I am trying to find mutations from whole cancer exome sequencing data, right now I am following a guide at here : http://seqanswers.com/wiki/How-to/exome_analysis
I found that some of the commands ran quite slowly, especially FixMateInformation, which took more than 3 hours. Here is the command I used (incorporated in python)
os.system("java -Xmx4g -jar FixMateInformation INPUT=%s OUTPUT=%s SO=coordinate CREATE_INDEX=true VALIDATION_STRINGENCY=LENIENT" % (realigned, fixedRealign ))

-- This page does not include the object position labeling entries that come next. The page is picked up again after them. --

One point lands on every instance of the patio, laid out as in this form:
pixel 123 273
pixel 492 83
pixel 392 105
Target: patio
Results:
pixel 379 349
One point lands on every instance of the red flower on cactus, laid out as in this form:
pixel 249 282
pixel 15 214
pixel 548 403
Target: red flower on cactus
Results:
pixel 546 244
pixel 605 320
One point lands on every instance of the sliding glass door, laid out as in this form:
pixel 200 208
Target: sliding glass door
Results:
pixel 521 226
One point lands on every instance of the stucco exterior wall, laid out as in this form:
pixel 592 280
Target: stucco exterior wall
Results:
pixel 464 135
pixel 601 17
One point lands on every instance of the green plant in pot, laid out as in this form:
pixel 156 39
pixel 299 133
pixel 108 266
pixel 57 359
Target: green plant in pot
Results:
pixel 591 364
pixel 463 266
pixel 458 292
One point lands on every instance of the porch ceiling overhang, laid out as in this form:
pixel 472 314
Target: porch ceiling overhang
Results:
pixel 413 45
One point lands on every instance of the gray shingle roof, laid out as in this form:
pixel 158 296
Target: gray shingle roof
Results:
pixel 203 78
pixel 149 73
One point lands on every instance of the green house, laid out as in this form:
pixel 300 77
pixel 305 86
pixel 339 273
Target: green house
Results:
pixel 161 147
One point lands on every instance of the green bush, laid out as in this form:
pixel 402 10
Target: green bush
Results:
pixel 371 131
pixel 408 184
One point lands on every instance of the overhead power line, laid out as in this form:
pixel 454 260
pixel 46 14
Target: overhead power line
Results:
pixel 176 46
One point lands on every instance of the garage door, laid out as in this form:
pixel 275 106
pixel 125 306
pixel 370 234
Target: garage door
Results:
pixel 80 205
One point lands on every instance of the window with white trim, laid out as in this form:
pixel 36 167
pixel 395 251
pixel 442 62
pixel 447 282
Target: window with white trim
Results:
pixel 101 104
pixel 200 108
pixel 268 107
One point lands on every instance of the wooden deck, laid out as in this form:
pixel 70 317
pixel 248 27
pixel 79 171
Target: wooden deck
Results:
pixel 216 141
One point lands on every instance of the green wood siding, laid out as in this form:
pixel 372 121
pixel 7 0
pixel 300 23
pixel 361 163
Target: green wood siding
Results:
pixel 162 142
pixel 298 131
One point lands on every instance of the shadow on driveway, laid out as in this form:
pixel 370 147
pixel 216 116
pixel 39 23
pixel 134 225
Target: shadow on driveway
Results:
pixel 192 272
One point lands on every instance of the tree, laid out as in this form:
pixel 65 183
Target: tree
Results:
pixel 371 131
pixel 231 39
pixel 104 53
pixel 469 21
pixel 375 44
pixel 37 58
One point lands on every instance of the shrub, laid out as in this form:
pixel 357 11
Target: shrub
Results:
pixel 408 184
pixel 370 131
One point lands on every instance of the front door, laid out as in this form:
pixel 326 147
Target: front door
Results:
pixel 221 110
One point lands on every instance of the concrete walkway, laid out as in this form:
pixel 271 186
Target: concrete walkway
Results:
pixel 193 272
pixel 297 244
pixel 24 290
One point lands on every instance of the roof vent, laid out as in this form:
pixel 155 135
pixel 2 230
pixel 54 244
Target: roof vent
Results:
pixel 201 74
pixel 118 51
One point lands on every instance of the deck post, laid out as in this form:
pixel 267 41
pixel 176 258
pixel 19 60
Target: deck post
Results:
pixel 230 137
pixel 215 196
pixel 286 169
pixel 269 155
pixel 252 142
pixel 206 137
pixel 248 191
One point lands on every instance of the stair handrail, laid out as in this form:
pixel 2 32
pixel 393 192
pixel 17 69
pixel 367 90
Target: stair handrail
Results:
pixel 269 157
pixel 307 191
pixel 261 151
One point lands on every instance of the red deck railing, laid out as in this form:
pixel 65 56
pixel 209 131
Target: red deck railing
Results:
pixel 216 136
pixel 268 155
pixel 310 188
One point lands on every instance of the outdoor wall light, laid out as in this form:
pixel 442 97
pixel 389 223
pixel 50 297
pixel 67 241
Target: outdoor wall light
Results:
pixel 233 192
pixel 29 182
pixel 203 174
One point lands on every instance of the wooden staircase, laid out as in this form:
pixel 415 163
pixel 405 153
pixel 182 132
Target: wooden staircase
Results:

Could you give me some suggestions for speeding up? How do you run you picard or other java scripts?
Another question is I want to find somatic mutations in cancer exome, while the guide I used is for SNP calling.
In my vies, the way to find SNP and somatic mutation are quite similar in principle, but I am more interesting in specific tools for mutation calling.
I found several high-rank papers employing mutect, which is an nonpublic tools by now.
what do you use for cancer mutation calling?
Thanks!
I maybe wrong, but I think its not possible for this command. Where ever possible, picard-tools has a "USE_THREADING=TRUE/FALSE" parameter that improves runtime by 20% or 30% etc... This one doesn't seem to have one.
only MergeSamFiles have "USE_THREADING=TRUE/FALSE", so sad
I believe that you can speed this process if you do not specify the sort order. In my experience, telling Picard tools to sort your output file significantly increases processing time. If you still need to sort, just sort before or after using samtools or Picard SortSam.
Thanks for your tips, I will try to sort it independently.